Channelpedia

De novo expression of Kv6.3 contributes to changes in vascular smooth muscle cell excitability in a hypertensive mice strain.


Authors: Alejandro Moreno-Domínguez, Pilar Cidad, Eduardo Miguel-Velado, José R López-López, M Teresa Pérez-García

Journal, date & volume: J. Physiol. (Lond.), 2009 Feb 1 , 587, 625-40

PubMed link: http://www.ncbi.nlm.nih.gov/pubmed/19074965

Channelpedia reference in: Kv6.3

Abstract
Essential hypertension involves a gradual and sustained increase in total peripheral resistance, reflecting an increased vascular tone. This change associates with a depolarization of vascular myocytes, and relies on a change in the expression profile of voltage-dependent ion channels (mainly Ca(2+) and K(+) channels) that promotes arterial contraction. However, changes in expression and/or modulation of voltage-dependent K(+) channels (Kv channels) are poorly defined, due to their large molecular diversity and their vascular bed-specific expression. Here we endeavor to characterize the molecular and functional expression of Kv channels in vascular smooth muscle cells (VSMCs) and their regulation in essential hypertension, by using VSMCs from resistance (mesenteric) or conduit (aortic) arteries obtained from a hypertensive inbred mice strain, BPH, and the corresponding normotensive strain, BPN. Real-time PCR reveals a differential distribution of Kv channel subunits in the different vascular beds as well as arterial bed-specific changes under hypertension.

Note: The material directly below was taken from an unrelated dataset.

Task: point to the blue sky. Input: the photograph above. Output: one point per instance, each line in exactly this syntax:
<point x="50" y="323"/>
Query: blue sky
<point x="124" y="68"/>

In mesenteric arteries, the most conspicuous change was the de novo expression of Kv6.3 (Kcng3) mRNA in hypertensive animals. The functional relevance of this change was studied by using patch-clamp techniques. VSMCs from BPH arteries were more depolarized than BPN ones, and showed significantly larger capacitance values. Moreover, Kv current density in BPH VSMCs is decreased mainly due to the diminished contribution of the Kv2 component. The kinetic and pharmacological profile of Kv2 currents suggests that the expression of Kv6.3 could contribute to the natural development of hypertension.